Any work involving a GMO is called a dealing, and can involve any of the following activities:
- conduct experiments with the GMO;
- make, develop, produce or manufacture the GMO;
- breed the GMO;
- propagate the GMO;
- use the material in the course of manufacture of a thing that is not the GMO;
- grow, raise or culture the GMO;
- import the GMO;
- transport the GMO;
- dispose of the GMO;
and includes the possession, supply or use of the GMO for the purposes of, or in the course of, a dealing mentioned in any of the paragraphs (1) to (9).
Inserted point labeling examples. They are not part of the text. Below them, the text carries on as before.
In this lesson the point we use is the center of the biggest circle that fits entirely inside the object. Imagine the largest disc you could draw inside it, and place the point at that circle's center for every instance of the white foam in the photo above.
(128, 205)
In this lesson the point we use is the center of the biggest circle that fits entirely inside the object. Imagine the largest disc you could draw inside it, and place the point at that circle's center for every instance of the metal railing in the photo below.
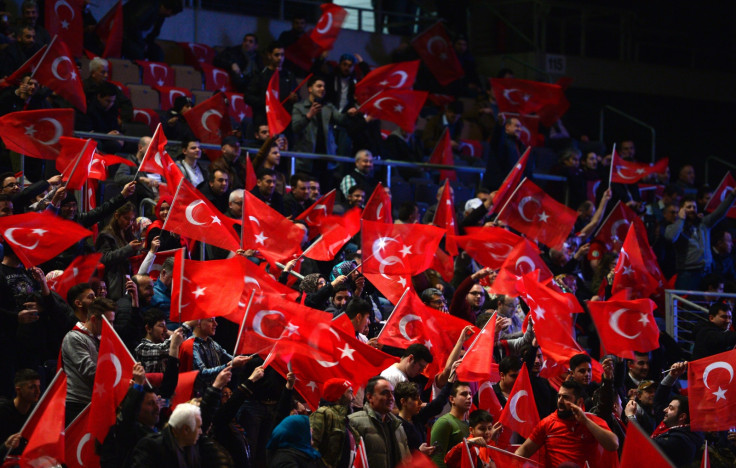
(631, 118)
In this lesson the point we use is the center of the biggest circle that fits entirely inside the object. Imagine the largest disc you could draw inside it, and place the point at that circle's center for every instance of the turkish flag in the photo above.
(489, 246)
(110, 30)
(625, 326)
(521, 260)
(36, 133)
(198, 290)
(436, 51)
(477, 363)
(278, 117)
(334, 236)
(197, 55)
(79, 447)
(44, 429)
(638, 446)
(79, 271)
(112, 379)
(271, 317)
(64, 19)
(398, 248)
(520, 412)
(718, 196)
(392, 76)
(238, 109)
(209, 120)
(215, 79)
(550, 222)
(328, 27)
(629, 172)
(38, 237)
(444, 217)
(712, 392)
(509, 184)
(400, 106)
(195, 217)
(317, 212)
(442, 154)
(378, 207)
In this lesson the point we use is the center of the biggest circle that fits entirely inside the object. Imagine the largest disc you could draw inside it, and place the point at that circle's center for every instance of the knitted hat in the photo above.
(334, 389)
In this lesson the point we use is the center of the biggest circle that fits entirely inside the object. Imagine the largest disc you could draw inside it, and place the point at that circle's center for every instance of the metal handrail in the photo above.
(633, 119)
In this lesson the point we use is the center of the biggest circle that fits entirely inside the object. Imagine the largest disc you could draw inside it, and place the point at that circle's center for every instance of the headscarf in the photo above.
(293, 432)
Dealings with GMOs must be approved by the University of Tasmania Institutional Biosafety Committee before commencement.
|Dealing Level||Definition||OGTR Licence Required||Containment Level Required|
|Exempt Dealing||Activities with GMOs that have been assessed over time as posing a very low risk (ie. contained research involving very well understood organisms and processes for creating and studying GMOs).||No – must be assessed by the University of Tasmania IBC.||Yes – PC1 or PC2|
|Notifiable Low Risk Dealing (NLRD)||Activities with GMOs undertaken in containment (ie. not released to the environment) that have been assessed as posing low risk to the health and safety of people and the environment provided certain risk management conditions are met.||No – must be assessed by the University of Tasmania IBC and an annual report provided to the OGTR.||Yes – PC1 or PC2|
|Dealing Not Involving Intentional Release (DNIR)||Activities with GMOs of a higher risk than NLRDs which are undertaken in containment.||Yes, applications must be reviewed by the IBC and a risk assessment and management plan (RARMP) prepared prior to a licence decision by the OGTR.||Yes, usually PC2 or greater. Other conditions will apply.|
|Dealing Involving Intentional Release (DIR)||Activities with GMOs involving an intentional release into the Australian environment. The majority of DIR licences are for field trials or releases of plants, although GM vaccines also fall into the DIR category.||Yes, applications must be reviewed by the IBC, RARMP prepared, consultation on RARMP and licence decision by the OGTR.||Licence conditions apply (Note: agricultural DIRs are not currently permitted in Tasmania)|
Additionally, importing a GMO from interstate and overseas also requires compliance with biosecurity regulations. Visit the biosecurity page for information on how to obtain an Import Permit.
Dealings with GMOs classified as Exempt or NLRD do not require case-by-case assessment by the OGTR, and are instead reviewed and endorsed by the University of Tasmania Institutional Biosafety Committee (IBC).
Schedule 2 of the Regulations describes the types of dealings with GMOs that are classified as Exempt Dealings. The only legislative requirement for Exempt Dealings is that they must not involve and intentional release of a GMO into the Australian environment. The University of Tasmania IBC considers that Exempt Dealings should be conducted in a certified PC1 or PC2 laboratory to meet this requirement. Dealings which are classified as Exempt are listed on the application form, and this information can also be found on the OGTR website.
Schedule 3 of the Regulations describes the types of dealings with GMOs that are classified as NLRDs. This information is included on the application form, and can also be found on the OGTR website. These dealings must be conducted in a certified PC1 or PC2 laboratory.
DNIR and DIR applications should be discussed with the Biosafety and Biosecurity Officer or the IBC before preparing an application.
Please note that there are no PC3 or PC4 facilities in Tasmania, and as such work with Risk Group 3 or Risk Group 4 organisms at the University of Tasmania is strictly prohibited.